El túnel estaba oscuro;
ese oscuro de absoluta negrura que apenas permite distinguir lo que uno tiene
enfrente. El vagabundo se dirigía a su casa siguiendo el camino habitual tras
el paso clandestino a través del laberinto subterráneo que le llevaba hasta las
vías del túnel. Era la primera vez en veintisiete años que se encontraba todas
las luces del túnel apagadas, lo que le obligaba a emplear al máximo sus
facultades mermadas por el alcohol.
Vió las luces del primer
tren y se arrimó a la pared todo cuanto pudo, la mole cruzó frente a él a toda
velocidad, enguyendole como un vendabal que le obligó a cerrar los ojos
aferrandose a la pared con todas sus fuerzas, era imposíble acostumbrarse a esa
sensación por más veces que la experimentara, la de verse convertido en un
insecto a punto de ser aplastado por una mole gigantesca.
El tren pasó dejando tras
de sí un viento arrollador pero lo peor
ya había pasado, a lo largo del trayecto que le llevaba hasta su escondite con
mantas, colchon, agua corriente y luz, aun se toparía con dos trenes más, o uno
solo, dependiendo del ritmo que llevaran sus pasos, de modo que aceleró su
marcha todo cuanto pudo, pero a los pocos metros, algo le frenó en seco, y no
era ese temblor característico que le alertaba antes de divisar los faros del
tren sino algo completamente distinto: parecía ese chillido característico de
las ratas pero multiplicado por diez; apenas pudo dar crédito a sus ojos cuando
en la absoluta oscuridad del túnel, distinguió la forma de aquel ser gigantesco
pasando junto a él a toda velocidad, habría asegurado que aquel ratón superaba
los diez metros de tamaño pero: ¿Quien le iba a creer si contaba esto a
alguien? le volverían a encerrar durante otra temporada y lo atiborrarían otra
vez a calmantes.
Cuando pasó el siguiente
tren, el brillo que despedían sus faros pareció agrandarse hasta alcanzar
proporciones quiméricas; el suelo tembló de tal manera que su cuerpo saltó por
los aires y volvió a caer amortiguando el impacto con su abdomen, era tan
descomunal el tamaño de este tren que sólo las ruedas ya tenían la altura de
una casa de cinco plantas, abarcar su envergadura con la vista era imposíble
desde su perspectiva por mucho que intentara alargar su cuello que por otra
parte notaba completamente rígido e inmóvil.

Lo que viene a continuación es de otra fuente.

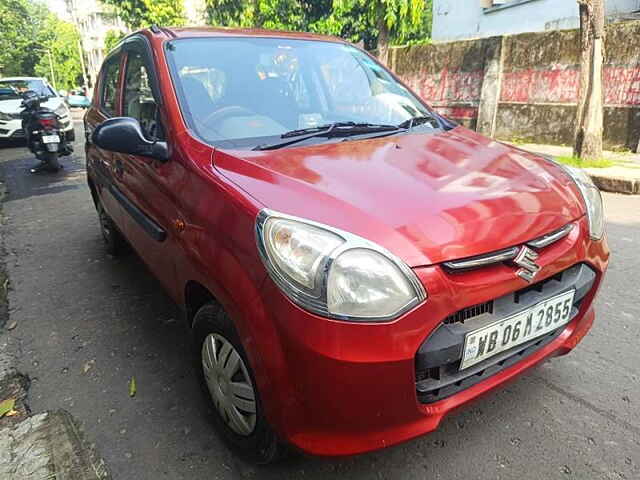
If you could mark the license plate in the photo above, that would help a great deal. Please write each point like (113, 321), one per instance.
(502, 335)
(50, 139)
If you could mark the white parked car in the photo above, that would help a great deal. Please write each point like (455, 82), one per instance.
(11, 97)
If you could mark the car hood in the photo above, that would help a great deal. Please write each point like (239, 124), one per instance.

Esta vez no tuvo tiempo de
alcanzar la pared, pero ni un insecto se habría agarrrado al suelo con tanta
firmeza, por otra parte, la oscuridad había dejado de ser total y el espacio
que se abría a su alrededor le ofrecía un sinfín de huecos y oquedades en las
que no había reparado antes. El vendabal que provocó este tren a su paso removió
el suelo dejando al descubierto una fuente casi ilimitada de alimento, los
otros insectos que revoloteaban a su alrededor no eran lo suficientemente
grantes como para arrebatarle la comida, las distancias parecían prolongarse
hasta el infinito pero ya había perdido el interés por llegar a ninguna parte,
cualquier hueco entre las vías podía servirle de refúgio y sus seis patas le
permitían trepar por las paredes y caminar durante horas sin que el cansancio
hiciera mella en él; arrastrarse sobre el abdómen tenía muchas ventajas, sus
largas antenas le permitían guiarse y
explorar su entorno, su duro caparazón le protegía de los gigantescos roedores;
bien mirado, no estaba tan mal ser un insecto.